The Zimbra servers have a backup mechanism that can only back up to a mounted drive, so either a local drive or an NFS mount.
Every night they do an incremental backup and once a week they do a full backup. The NFS server to which zimbra002 and zimbra003 (which never seems to be affected in the same way) are backing up to crashed in the night. It crashed in such a way that it was still responding to pings, but not NFS calls, so this wasn’t picked up by our monitoring systems.
When an NFS mount goes away, a Linux server treats this as a very bad thing, and basically waits around for it to come back again.
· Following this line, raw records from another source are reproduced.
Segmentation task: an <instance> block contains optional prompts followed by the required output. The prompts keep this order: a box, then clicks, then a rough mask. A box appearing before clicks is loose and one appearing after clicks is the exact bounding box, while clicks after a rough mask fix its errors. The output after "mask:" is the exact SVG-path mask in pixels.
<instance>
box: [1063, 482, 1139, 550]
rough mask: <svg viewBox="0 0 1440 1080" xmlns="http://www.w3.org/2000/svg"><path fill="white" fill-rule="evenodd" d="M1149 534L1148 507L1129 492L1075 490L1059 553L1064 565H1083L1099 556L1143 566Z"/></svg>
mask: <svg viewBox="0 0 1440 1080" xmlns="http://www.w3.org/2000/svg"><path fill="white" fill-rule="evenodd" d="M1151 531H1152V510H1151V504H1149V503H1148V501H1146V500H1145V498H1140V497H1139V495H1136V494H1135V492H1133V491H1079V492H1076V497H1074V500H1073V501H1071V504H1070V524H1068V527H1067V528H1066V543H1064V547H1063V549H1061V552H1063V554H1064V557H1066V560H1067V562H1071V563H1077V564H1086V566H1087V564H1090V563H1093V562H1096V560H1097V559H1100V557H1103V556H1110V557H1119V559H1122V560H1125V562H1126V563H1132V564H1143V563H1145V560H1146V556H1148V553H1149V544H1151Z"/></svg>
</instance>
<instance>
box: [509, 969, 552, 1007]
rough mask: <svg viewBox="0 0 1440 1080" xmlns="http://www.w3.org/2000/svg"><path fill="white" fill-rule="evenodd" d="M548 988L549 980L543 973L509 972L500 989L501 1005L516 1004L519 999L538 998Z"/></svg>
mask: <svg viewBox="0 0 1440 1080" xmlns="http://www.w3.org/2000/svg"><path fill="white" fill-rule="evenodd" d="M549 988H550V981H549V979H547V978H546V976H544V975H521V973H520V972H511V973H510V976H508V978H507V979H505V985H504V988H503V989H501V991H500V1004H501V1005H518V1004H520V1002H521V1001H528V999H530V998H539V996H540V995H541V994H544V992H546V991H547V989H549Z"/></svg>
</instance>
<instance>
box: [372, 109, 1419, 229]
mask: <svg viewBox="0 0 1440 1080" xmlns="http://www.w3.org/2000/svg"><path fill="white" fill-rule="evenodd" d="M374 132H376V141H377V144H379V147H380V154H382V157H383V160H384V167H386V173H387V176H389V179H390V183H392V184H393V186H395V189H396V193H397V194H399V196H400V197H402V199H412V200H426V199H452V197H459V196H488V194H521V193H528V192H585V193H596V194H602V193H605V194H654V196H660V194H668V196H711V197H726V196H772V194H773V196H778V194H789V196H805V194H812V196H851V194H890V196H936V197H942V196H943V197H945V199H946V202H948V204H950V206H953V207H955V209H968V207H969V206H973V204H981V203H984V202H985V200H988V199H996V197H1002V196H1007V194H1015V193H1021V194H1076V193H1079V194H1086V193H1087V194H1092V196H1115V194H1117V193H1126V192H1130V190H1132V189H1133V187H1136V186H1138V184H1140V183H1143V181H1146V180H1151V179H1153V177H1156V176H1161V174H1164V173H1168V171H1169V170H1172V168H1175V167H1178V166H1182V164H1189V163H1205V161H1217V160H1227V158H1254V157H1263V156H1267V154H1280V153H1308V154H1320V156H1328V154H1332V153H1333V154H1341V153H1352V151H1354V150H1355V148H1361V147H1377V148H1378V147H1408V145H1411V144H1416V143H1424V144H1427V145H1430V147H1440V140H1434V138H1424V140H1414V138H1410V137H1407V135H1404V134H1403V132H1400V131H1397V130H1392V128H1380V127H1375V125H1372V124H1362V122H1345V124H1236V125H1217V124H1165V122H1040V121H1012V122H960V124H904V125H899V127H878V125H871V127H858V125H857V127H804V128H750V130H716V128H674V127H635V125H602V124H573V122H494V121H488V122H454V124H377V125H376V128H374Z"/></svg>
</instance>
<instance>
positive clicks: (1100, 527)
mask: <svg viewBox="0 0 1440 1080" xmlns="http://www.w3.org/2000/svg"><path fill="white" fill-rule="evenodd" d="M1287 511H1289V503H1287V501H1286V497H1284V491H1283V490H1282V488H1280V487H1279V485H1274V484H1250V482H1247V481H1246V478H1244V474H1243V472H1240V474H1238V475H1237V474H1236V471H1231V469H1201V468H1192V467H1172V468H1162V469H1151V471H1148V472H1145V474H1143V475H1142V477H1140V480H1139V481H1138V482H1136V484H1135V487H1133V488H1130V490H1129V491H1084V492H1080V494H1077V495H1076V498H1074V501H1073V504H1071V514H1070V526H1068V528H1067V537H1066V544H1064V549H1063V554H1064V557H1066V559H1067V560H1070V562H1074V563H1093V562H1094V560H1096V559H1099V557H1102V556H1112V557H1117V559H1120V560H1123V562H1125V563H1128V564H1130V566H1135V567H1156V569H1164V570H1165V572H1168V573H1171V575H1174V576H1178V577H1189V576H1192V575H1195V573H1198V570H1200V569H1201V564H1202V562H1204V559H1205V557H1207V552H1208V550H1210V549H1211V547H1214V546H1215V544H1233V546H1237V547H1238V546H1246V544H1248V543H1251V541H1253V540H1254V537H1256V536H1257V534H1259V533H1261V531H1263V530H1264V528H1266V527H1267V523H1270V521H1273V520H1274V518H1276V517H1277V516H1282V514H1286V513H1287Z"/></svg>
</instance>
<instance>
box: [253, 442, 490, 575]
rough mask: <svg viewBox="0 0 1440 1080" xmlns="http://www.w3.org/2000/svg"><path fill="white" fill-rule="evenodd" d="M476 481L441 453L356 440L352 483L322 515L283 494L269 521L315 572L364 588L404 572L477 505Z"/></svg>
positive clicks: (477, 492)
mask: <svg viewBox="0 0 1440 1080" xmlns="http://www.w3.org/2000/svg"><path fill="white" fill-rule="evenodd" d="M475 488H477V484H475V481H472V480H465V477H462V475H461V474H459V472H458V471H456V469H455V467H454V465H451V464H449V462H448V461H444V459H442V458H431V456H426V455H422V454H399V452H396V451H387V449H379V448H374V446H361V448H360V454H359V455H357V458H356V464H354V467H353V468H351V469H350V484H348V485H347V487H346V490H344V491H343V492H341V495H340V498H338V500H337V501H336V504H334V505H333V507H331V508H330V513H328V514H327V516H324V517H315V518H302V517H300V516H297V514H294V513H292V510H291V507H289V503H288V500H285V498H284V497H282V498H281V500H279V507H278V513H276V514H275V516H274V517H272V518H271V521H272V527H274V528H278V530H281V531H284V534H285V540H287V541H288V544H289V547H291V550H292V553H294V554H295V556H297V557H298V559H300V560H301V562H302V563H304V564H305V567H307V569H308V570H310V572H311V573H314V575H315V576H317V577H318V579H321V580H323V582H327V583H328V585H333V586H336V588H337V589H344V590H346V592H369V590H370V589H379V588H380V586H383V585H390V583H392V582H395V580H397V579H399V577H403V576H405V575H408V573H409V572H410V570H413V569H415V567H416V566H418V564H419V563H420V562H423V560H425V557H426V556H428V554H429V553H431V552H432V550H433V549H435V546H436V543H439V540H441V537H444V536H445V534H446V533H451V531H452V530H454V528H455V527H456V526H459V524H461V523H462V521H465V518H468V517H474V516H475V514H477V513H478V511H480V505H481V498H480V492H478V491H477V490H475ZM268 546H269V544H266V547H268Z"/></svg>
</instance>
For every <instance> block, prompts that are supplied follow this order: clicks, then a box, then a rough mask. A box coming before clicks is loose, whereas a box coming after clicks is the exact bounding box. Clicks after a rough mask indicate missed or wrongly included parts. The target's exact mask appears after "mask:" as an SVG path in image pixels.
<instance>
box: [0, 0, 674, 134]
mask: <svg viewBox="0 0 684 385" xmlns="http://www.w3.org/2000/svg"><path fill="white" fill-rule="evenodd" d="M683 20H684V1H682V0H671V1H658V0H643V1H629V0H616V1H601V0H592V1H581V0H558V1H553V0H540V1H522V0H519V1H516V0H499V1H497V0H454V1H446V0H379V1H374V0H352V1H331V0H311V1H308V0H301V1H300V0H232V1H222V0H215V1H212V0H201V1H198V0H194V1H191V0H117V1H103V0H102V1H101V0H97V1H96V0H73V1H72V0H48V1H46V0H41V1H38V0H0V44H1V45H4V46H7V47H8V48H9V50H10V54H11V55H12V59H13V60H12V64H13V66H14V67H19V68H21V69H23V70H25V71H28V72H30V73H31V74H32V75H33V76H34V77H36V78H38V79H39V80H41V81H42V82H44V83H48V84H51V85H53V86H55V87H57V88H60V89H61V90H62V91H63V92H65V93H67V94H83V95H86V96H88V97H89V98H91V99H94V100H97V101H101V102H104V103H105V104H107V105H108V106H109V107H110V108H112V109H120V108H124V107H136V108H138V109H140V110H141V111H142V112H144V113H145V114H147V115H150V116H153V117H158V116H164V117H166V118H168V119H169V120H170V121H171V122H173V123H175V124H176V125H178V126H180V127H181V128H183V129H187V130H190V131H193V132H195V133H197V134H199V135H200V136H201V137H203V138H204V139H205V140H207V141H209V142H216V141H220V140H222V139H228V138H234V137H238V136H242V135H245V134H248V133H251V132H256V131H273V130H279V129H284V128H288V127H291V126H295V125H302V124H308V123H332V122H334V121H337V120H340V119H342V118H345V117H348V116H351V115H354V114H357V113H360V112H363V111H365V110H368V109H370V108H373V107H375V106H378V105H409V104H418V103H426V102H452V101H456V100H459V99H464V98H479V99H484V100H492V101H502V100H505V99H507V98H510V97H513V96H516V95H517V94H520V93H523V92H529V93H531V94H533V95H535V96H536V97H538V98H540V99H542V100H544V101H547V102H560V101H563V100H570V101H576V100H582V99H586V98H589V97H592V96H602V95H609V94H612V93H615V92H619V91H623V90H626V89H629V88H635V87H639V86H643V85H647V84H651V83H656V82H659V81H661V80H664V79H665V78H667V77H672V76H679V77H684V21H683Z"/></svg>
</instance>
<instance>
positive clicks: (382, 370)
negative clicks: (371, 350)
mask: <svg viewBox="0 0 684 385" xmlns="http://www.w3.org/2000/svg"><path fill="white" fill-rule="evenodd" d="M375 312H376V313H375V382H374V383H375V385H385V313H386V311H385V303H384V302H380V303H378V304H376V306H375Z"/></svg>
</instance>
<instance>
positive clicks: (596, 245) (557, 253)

This tends to affect the process that is attempting to access the mounted drive, and other processes normally continue unaffected. Because Zimbra is a monolithic piece of Java code, the backup process causes it to misbehave.
However, it still responds on all the ports that we check with our monitoring systems – the problems occur after logging in, so once again not picked up by our monitoring systems.
While we are still uncertain of the causes of the backup server outage, we’re going to look at two approaches to avoid this problem recurring.
1) Start backing up zimbra002 to a different server.
2) Mount the disk, do the backup, then unmount it straight afterwards. That way, if the server has a problem, hopefully the mount will fail, and we’ll skip the backup rather than breaking the server.
Once again, apologies for all affected by this today, and hopefully this goes someway towards explaining things!